Stig Rohde Døssing updated STORM-2549:
--------------------------------------
    Component/s: storm-kafka-client

> The fix for STORM-2343 is incomplete, and the spout can still get stuck on failed tuples
> ----------------------------------------------------------------------------------------
>
>                 Key: STORM-2549
>                 URL: https://issues.apache.org/jira/browse/STORM-2549
>             Project: Apache Storm
>          Issue Type: Bug
>          Components: storm-kafka-client
>    Affects Versions: 2.0.0, 1.1.0
>            Reporter: Stig Rohde Døssing
>            Assignee: Stig Rohde Døssing
>          Time Spent: 2h
>  Remaining Estimate: 0h
>
> Example:
> Say maxUncommittedOffsets is 10, maxPollRecords is 5, and the committedOffset is 0.

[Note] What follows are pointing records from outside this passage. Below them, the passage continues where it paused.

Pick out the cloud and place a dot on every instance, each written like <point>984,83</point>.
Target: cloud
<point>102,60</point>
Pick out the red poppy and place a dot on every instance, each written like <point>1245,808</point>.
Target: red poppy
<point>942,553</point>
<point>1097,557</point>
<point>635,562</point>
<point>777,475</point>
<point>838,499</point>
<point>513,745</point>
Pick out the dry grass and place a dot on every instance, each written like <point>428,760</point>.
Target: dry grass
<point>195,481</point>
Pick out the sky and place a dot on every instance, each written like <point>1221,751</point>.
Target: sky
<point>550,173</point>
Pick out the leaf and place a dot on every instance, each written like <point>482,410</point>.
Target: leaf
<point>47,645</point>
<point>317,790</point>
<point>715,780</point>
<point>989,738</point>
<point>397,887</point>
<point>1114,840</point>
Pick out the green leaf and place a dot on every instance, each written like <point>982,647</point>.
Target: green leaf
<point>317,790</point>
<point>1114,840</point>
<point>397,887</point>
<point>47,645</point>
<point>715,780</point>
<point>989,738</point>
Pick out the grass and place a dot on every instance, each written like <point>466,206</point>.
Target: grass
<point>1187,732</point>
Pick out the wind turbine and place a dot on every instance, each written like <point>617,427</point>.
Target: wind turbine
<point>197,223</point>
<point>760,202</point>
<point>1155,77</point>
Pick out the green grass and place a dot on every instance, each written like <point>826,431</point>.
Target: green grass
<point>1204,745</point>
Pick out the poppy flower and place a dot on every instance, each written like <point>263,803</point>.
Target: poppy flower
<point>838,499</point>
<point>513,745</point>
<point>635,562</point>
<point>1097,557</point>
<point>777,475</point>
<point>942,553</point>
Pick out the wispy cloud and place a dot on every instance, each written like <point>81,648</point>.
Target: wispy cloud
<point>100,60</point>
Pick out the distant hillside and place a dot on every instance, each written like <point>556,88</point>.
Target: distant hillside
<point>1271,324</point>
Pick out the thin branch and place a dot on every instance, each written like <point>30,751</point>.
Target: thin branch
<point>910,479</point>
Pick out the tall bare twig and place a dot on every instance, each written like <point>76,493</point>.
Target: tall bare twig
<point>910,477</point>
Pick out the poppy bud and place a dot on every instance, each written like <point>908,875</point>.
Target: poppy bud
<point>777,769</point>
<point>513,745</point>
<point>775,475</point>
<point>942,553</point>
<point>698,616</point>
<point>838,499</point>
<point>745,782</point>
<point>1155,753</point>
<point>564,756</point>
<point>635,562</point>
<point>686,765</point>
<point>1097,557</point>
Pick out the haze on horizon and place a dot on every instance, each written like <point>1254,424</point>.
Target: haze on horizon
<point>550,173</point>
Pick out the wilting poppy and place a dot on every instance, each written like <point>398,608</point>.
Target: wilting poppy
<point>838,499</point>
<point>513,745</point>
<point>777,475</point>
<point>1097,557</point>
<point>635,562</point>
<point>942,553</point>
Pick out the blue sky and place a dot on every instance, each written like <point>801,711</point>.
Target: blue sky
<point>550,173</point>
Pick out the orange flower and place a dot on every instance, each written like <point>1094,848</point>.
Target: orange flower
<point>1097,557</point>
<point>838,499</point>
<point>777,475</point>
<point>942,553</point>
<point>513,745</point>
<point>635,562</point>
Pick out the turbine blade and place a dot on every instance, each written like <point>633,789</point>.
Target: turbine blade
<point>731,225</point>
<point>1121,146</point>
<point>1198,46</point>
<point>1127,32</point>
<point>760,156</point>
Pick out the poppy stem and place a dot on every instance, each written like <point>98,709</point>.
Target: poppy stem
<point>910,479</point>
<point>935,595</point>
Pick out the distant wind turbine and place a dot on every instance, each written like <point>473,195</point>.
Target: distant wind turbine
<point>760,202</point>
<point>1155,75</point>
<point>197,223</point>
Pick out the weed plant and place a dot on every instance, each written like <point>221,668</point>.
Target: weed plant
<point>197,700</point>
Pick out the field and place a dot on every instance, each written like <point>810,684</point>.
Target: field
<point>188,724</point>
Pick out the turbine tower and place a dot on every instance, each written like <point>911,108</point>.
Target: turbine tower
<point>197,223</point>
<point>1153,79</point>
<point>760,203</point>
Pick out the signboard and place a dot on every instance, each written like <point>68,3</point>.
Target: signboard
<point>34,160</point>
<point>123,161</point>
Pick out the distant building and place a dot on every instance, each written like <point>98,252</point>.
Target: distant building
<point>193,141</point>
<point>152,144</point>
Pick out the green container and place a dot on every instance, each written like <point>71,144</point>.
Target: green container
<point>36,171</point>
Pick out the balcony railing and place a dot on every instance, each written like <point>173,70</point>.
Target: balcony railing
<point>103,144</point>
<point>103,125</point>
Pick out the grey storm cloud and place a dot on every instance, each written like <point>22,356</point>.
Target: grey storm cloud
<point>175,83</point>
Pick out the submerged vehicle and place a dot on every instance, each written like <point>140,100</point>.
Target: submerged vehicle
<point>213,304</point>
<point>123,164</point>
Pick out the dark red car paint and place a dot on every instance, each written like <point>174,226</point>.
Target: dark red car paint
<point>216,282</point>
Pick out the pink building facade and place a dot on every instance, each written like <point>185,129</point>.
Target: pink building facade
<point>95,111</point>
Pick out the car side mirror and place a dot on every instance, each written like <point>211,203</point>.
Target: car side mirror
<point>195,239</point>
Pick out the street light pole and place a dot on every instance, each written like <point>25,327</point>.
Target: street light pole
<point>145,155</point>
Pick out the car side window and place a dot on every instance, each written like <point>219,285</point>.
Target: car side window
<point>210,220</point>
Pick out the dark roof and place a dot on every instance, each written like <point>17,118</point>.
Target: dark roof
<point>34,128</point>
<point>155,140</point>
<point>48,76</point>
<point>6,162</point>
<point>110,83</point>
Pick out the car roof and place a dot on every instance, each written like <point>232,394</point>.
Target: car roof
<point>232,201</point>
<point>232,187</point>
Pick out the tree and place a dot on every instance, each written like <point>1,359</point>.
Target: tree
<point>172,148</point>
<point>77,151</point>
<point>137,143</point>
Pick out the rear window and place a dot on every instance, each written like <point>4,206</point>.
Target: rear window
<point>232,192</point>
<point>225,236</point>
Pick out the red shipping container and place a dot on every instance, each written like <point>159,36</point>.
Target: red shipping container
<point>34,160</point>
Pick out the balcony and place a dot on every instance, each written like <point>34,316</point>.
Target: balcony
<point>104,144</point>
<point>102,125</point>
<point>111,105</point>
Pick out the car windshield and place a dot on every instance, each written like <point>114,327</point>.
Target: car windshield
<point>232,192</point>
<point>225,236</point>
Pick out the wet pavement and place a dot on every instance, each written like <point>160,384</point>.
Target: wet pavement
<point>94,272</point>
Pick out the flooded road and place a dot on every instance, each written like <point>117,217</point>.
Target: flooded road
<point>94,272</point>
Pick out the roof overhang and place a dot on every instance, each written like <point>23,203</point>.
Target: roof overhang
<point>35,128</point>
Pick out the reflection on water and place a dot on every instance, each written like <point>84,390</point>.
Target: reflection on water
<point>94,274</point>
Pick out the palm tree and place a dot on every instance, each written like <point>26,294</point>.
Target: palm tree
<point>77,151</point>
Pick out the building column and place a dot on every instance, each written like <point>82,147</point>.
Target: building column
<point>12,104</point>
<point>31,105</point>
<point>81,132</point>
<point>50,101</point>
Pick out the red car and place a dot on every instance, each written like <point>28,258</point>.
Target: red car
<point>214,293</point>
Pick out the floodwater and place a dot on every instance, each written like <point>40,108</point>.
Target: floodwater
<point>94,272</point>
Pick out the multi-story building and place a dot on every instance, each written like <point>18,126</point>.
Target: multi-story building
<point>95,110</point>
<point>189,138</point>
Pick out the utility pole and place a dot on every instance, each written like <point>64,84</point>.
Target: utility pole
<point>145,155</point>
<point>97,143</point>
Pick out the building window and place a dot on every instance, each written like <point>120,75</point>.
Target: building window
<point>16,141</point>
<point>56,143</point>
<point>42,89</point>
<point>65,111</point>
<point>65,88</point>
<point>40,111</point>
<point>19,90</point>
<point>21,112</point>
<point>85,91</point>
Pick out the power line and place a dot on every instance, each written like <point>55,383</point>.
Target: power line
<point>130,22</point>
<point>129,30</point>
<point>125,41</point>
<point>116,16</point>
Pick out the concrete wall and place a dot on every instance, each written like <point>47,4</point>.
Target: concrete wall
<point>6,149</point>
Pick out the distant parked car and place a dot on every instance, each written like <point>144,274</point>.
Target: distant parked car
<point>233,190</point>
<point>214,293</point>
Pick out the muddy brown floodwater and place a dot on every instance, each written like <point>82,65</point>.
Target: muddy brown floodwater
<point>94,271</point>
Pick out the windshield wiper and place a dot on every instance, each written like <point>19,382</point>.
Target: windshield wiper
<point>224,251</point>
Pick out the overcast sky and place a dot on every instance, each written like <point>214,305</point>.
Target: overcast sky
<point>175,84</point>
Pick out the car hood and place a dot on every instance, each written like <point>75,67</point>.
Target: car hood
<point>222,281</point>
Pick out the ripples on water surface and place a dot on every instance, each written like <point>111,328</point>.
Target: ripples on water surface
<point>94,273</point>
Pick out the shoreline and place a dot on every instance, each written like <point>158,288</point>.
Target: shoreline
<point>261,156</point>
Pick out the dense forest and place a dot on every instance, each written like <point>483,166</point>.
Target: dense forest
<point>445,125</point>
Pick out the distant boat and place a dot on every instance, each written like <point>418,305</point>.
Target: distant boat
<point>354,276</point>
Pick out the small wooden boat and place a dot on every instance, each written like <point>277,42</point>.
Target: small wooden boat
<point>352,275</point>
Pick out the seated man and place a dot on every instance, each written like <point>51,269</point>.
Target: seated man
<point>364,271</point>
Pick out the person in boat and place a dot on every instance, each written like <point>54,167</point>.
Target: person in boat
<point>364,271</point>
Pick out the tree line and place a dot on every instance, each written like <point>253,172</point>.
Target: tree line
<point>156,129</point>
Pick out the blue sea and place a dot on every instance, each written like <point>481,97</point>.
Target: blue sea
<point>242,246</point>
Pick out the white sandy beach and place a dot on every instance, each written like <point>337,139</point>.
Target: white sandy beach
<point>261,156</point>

> The spout will initially emit up to offset 10, because it is allowed to poll until numNonRetriableTuples is >= maxUncommittedOffsets
> The spout will be allowed to emit another 5 tuples if offset 10 fails, so if that happens, offsets 10-14 will get emitted. If offset 1 fails and 2-14 get acked, the spout gets stuck because it will count the "extra tuples" 11-14 in numNonRetriableTuples.
> An similar case is the one where maxPollRecords doesn't divide maxUncommittedOffsets evenly. If it were 3 in the example above, the spout might just immediately emit offsets 1-12. If 2-12 get acked, offset 1 cannot be reemitted.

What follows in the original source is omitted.